Christoph Paech: Entwerfen bedeutet immer eine Diskussion zwischen den beteiligten Planungspartnern und führt zu einer Lösungsentwicklung über einen gewissen Zeitraum. Schwer wird es, wenn eine Partei von ihrem Standpunkt nicht abzuweichen bereit ist. Dann werden die anderen Beteiligten mit dem Ergebnis nur eingeschränkt zufrieden sein.
Nils Svensson: Es gibt immer eine klare Verantwortlichkeit an einem Bauwerk. Wenn man den Hochbau nimmt, ist für das unwirtschaftliche Tragwerk immer noch der Architekt verantwortlich. Wenn der Architekt dieses wünscht und der Bauherr den Architekten gewählt hat, sind wir dafür verantwortlich, die beste Lösung zu liefern, den Gesamtentwurf können wir aber nur begrenzt beeinflussen. Im Brückenbau ist es anders, da ist der Bauingenieur der Verantwortliche, weil es sich um ein Tragwerk handelt, das eine sehr einfache Funktion hat und das auch klar beschrieben ist, der Architekt mag an einigen Stellen beratenden Einfluss haben. Man muss aber deutlich sagen: Wenn eine Brücke schlimm aussieht, ist es die Schuld des Ingenieurs.
  • Lucio Blandini, 1976 geboren, studierte Bauingenieurwesen in Catania und Bologna und promovierte am Institut für Leichtbau Entwerfen und Konstruieren (ILEK) der Uni Stuttgart bei Professor Sobek. Eine rahmenlose selbsttragende Glasschale diente dabei als Prototyp zur Veranschaulichung des Potenzials hochfester Klebstoffe für den konstruktiven Glasbau (siehe db 06/05, Seite 70 ff).
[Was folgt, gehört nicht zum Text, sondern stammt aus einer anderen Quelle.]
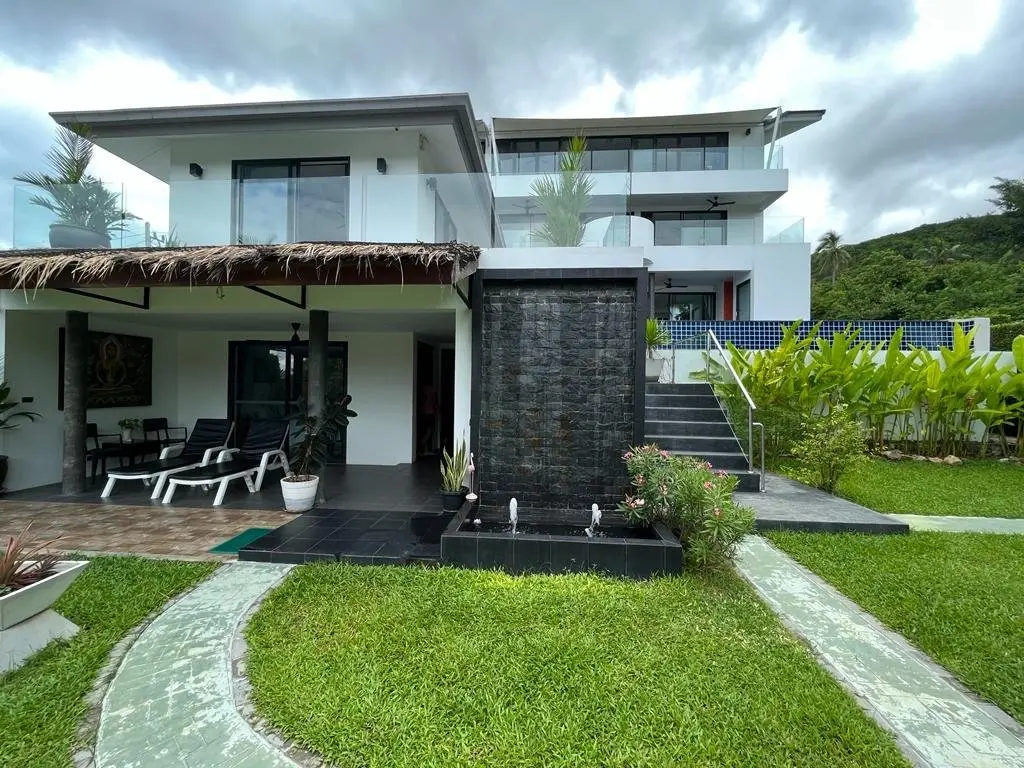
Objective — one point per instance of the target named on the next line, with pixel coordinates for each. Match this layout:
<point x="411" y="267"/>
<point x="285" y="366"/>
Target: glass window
<point x="684" y="306"/>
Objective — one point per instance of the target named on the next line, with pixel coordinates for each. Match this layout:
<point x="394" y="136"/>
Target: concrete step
<point x="687" y="388"/>
<point x="697" y="445"/>
<point x="681" y="400"/>
<point x="652" y="428"/>
<point x="706" y="415"/>
<point x="719" y="460"/>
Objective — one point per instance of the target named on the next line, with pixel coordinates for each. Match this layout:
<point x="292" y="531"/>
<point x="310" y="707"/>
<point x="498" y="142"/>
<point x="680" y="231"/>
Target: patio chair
<point x="208" y="437"/>
<point x="261" y="451"/>
<point x="162" y="433"/>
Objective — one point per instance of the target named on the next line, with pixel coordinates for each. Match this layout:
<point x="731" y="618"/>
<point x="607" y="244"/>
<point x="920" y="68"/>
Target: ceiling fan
<point x="714" y="203"/>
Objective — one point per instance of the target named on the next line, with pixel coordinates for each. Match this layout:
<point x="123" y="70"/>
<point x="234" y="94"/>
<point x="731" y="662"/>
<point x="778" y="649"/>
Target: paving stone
<point x="171" y="702"/>
<point x="935" y="720"/>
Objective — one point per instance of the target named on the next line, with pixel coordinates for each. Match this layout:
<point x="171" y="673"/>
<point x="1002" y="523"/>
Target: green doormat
<point x="232" y="545"/>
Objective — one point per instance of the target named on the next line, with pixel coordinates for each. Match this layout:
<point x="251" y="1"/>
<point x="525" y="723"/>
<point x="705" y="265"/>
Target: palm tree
<point x="76" y="197"/>
<point x="830" y="254"/>
<point x="564" y="198"/>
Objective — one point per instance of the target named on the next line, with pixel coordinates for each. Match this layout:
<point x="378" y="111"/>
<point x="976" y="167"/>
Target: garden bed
<point x="977" y="487"/>
<point x="42" y="702"/>
<point x="408" y="667"/>
<point x="956" y="596"/>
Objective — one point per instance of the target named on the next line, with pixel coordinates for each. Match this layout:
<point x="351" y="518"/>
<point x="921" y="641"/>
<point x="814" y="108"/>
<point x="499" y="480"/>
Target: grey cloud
<point x="510" y="56"/>
<point x="886" y="145"/>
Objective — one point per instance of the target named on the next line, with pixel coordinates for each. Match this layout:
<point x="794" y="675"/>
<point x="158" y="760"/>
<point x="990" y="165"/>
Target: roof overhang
<point x="112" y="128"/>
<point x="287" y="264"/>
<point x="792" y="121"/>
<point x="543" y="127"/>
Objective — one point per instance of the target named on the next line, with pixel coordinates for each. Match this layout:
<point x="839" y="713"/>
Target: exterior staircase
<point x="688" y="420"/>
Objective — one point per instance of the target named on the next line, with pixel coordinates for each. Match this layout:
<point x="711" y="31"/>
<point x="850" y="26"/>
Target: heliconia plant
<point x="903" y="397"/>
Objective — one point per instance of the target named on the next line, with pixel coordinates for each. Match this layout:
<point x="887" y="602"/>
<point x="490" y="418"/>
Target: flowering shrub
<point x="691" y="498"/>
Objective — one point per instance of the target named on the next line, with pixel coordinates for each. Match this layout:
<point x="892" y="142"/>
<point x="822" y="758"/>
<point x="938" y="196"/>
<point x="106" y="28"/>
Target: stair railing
<point x="712" y="341"/>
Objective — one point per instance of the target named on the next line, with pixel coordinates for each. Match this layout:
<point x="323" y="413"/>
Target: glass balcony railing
<point x="644" y="161"/>
<point x="381" y="208"/>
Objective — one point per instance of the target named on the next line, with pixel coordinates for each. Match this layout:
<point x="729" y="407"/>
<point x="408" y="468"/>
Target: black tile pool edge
<point x="528" y="553"/>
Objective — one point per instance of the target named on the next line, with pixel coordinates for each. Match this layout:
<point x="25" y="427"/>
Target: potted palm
<point x="9" y="413"/>
<point x="318" y="432"/>
<point x="127" y="426"/>
<point x="87" y="212"/>
<point x="656" y="336"/>
<point x="454" y="468"/>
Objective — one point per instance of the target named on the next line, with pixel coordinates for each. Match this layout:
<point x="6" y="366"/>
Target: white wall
<point x="380" y="380"/>
<point x="381" y="207"/>
<point x="33" y="368"/>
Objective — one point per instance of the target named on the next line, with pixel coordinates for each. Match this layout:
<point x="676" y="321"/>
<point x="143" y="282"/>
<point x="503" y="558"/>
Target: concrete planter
<point x="25" y="603"/>
<point x="299" y="495"/>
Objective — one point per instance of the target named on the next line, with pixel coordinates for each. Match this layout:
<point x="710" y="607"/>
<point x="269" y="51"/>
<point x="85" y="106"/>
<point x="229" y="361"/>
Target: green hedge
<point x="1004" y="335"/>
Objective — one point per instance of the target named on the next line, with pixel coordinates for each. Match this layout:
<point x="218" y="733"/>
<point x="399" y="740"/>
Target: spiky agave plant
<point x="564" y="198"/>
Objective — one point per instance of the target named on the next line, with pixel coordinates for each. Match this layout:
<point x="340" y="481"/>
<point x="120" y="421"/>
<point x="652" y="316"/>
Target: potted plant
<point x="31" y="581"/>
<point x="127" y="426"/>
<point x="454" y="468"/>
<point x="656" y="336"/>
<point x="87" y="212"/>
<point x="299" y="486"/>
<point x="9" y="412"/>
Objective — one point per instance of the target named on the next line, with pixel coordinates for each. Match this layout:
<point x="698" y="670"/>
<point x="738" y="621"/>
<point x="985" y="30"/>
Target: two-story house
<point x="679" y="200"/>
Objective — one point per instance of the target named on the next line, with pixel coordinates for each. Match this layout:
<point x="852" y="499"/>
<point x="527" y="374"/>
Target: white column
<point x="463" y="372"/>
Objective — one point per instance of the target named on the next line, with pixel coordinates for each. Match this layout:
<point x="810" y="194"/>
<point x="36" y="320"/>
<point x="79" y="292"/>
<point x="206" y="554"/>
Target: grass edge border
<point x="83" y="747"/>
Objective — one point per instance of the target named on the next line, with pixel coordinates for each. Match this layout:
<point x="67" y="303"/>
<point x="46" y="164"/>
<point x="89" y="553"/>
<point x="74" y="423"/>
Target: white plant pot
<point x="652" y="368"/>
<point x="299" y="495"/>
<point x="20" y="604"/>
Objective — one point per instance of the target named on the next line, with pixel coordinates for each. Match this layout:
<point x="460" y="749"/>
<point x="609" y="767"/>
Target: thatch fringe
<point x="217" y="264"/>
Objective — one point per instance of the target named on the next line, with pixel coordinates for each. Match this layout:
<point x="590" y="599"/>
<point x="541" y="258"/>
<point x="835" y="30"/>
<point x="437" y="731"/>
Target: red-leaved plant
<point x="23" y="562"/>
<point x="692" y="498"/>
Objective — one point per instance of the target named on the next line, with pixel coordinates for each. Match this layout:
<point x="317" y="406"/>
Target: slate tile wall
<point x="557" y="388"/>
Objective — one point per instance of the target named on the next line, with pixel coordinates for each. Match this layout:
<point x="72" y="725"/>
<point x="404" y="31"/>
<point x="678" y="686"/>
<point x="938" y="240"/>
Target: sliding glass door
<point x="267" y="380"/>
<point x="291" y="201"/>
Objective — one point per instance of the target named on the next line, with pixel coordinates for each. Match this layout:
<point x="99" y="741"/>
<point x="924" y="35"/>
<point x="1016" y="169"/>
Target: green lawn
<point x="428" y="668"/>
<point x="958" y="597"/>
<point x="42" y="702"/>
<point x="978" y="487"/>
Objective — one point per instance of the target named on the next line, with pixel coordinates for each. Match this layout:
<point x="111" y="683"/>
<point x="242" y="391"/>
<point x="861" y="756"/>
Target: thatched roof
<point x="301" y="262"/>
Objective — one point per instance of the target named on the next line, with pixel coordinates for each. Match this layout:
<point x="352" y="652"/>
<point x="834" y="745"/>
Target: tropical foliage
<point x="910" y="398"/>
<point x="454" y="468"/>
<point x="691" y="498"/>
<point x="318" y="433"/>
<point x="564" y="198"/>
<point x="829" y="255"/>
<point x="71" y="192"/>
<point x="24" y="562"/>
<point x="655" y="335"/>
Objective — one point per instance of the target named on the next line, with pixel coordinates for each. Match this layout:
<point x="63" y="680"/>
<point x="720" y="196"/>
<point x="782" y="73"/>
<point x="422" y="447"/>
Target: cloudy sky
<point x="925" y="98"/>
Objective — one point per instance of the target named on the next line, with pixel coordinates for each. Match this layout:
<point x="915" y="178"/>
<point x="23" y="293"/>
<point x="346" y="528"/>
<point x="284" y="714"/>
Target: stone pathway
<point x="171" y="702"/>
<point x="955" y="524"/>
<point x="936" y="722"/>
<point x="787" y="505"/>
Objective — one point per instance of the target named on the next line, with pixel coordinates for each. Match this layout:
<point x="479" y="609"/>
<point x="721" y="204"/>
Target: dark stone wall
<point x="557" y="386"/>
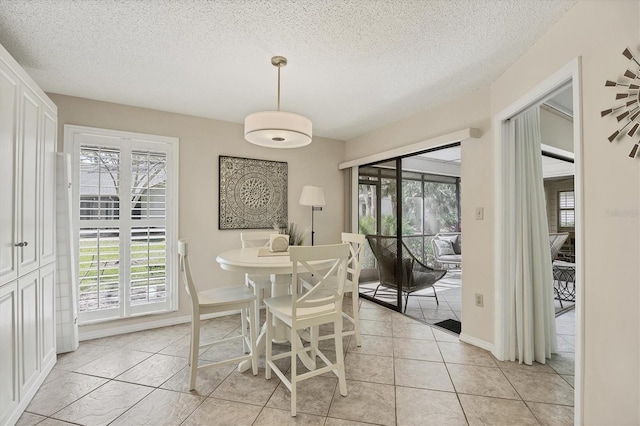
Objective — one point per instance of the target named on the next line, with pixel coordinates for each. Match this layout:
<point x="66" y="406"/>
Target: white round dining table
<point x="279" y="267"/>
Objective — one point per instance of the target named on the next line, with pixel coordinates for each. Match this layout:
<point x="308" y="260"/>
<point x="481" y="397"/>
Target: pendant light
<point x="277" y="129"/>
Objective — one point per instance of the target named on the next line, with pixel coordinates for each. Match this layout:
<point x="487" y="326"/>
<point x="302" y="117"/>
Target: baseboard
<point x="147" y="325"/>
<point x="476" y="342"/>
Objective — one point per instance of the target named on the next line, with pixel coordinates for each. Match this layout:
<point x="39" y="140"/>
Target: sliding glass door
<point x="422" y="205"/>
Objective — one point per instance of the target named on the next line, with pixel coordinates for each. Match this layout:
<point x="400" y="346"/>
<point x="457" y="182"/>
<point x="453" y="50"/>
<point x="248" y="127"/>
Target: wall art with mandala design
<point x="253" y="193"/>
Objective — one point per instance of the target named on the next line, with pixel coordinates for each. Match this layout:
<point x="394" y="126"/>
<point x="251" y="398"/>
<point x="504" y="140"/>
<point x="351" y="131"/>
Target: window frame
<point x="560" y="209"/>
<point x="129" y="142"/>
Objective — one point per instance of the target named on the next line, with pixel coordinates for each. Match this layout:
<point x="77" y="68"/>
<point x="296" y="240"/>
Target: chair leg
<point x="268" y="349"/>
<point x="314" y="333"/>
<point x="253" y="328"/>
<point x="244" y="319"/>
<point x="194" y="349"/>
<point x="294" y="371"/>
<point x="356" y="315"/>
<point x="337" y="325"/>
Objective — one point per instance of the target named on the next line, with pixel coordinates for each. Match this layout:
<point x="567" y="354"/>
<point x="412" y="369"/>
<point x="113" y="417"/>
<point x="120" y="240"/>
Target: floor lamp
<point x="312" y="196"/>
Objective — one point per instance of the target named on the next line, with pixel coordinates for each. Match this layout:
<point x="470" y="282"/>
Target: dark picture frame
<point x="253" y="194"/>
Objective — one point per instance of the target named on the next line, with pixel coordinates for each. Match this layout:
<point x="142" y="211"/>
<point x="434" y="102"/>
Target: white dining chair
<point x="354" y="266"/>
<point x="217" y="300"/>
<point x="321" y="304"/>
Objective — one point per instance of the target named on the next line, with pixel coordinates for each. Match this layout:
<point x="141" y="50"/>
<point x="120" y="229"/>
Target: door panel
<point x="48" y="188"/>
<point x="8" y="350"/>
<point x="8" y="141"/>
<point x="28" y="323"/>
<point x="28" y="172"/>
<point x="47" y="312"/>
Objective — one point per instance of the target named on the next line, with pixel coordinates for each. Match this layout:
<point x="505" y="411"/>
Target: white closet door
<point x="29" y="330"/>
<point x="9" y="87"/>
<point x="28" y="174"/>
<point x="47" y="189"/>
<point x="9" y="396"/>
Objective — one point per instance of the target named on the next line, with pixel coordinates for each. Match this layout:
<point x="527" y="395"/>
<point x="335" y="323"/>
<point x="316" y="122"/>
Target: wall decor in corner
<point x="253" y="194"/>
<point x="628" y="112"/>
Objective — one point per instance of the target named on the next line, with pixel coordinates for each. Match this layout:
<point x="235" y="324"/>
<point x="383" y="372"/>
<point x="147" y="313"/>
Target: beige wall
<point x="201" y="142"/>
<point x="471" y="110"/>
<point x="598" y="31"/>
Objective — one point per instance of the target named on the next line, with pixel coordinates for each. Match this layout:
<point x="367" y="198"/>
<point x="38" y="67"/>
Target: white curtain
<point x="532" y="316"/>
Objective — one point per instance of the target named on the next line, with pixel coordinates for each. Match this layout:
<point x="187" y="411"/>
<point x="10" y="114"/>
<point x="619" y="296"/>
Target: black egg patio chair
<point x="416" y="275"/>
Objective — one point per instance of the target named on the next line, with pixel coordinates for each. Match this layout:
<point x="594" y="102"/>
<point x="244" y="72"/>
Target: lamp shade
<point x="312" y="196"/>
<point x="277" y="129"/>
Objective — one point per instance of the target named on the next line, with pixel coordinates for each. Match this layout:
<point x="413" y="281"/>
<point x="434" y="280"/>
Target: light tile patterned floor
<point x="405" y="373"/>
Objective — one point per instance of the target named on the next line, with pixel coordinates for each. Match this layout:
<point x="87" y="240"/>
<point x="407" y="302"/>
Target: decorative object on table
<point x="312" y="196"/>
<point x="278" y="129"/>
<point x="296" y="235"/>
<point x="628" y="113"/>
<point x="253" y="194"/>
<point x="278" y="243"/>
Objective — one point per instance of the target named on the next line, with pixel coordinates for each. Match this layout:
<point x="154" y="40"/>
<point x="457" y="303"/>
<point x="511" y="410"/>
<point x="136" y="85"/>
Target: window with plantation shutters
<point x="566" y="209"/>
<point x="124" y="190"/>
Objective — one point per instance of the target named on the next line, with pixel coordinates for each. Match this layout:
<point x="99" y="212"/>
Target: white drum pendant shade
<point x="277" y="129"/>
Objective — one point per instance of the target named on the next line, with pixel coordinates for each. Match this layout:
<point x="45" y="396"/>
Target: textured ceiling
<point x="353" y="65"/>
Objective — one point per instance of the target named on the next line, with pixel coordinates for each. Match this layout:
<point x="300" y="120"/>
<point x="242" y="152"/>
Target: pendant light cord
<point x="279" y="87"/>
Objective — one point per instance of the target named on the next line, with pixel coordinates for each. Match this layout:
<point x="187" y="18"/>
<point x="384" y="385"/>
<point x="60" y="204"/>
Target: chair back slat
<point x="356" y="257"/>
<point x="325" y="296"/>
<point x="185" y="269"/>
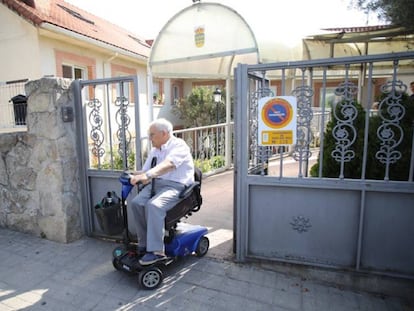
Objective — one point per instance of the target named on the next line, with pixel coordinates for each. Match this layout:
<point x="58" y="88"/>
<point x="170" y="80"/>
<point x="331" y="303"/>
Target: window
<point x="330" y="98"/>
<point x="73" y="72"/>
<point x="158" y="92"/>
<point x="176" y="91"/>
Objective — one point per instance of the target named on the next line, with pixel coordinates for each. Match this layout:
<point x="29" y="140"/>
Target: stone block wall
<point x="39" y="174"/>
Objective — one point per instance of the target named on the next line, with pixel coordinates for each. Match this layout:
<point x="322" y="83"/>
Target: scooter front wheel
<point x="150" y="278"/>
<point x="202" y="246"/>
Es schloss sich ein »Professional Master« in Architektur an der University of Pennsylvania als Fulbright-Stipendiat an. Seit 2006 arbeitet er bei Werner Sobek Stuttgart als Projektleiter an internationalen Projekten wie etwa dem »Qatar Foundation Education City Convention Centre« in Doha (Qatar) mit dem Architekten Arata Isozaki, an der »Regenstein-Bibliothek« in Chicago (USA), am Forschungscampus »Huawei in Hangzhou (China) oder dem Hotel Elysion in Bonn (siehe Bild) mit dem Architekturbüro Schommer: Dort soll ein einaxial unterspannter Stahlgitterrost eine knapp 30 m breite Hotel- und Eventhalle überspannen.
  • Nils Svensson wurde 1976 in Stuttgart geboren. 1996–2002 studierte er an der TU München Bauingenieurwesen. Seine Diplomarbeit machte er am Institut für Stahlbau unter Leitung von Professor Albrecht. Von 2002–04 arbeitete er als Ingenieur bei Ove Arup and Partners in London – ein Büro mit allein in Großbritannien rund 3000 Mitarbeitern. Dort war er beteiligt am »Singapur Flyer«, dem Entwurf für ein Aussichtsrad ähnlich dem »London Eye« mit dem Architekten Kisho Kurokawa oder dem Terminal 5 des Flughafens Heathrow mit Richard Rogers Partnership, London. Seit 2004 ist er im Büro von Leonhardt, Andrä und Partner in Berlin, während sein Vater, Geschäftsführender Gesellschafter im Büro in Stuttgart und dort vorwiegend im Brückenbau tätig ist. In Berlin bearbeitet Nils Svensson vor allem Hochbauprojekte, etwa die O2-Arena am Ostbahnhof Berlin oder den Rück- und Umbau eines unter Denkmalschutz stehenden Gebäudeensembles, dem Rosenthaler Hof, der Zentrale des AOK Bundesverbandes (siehe Bild).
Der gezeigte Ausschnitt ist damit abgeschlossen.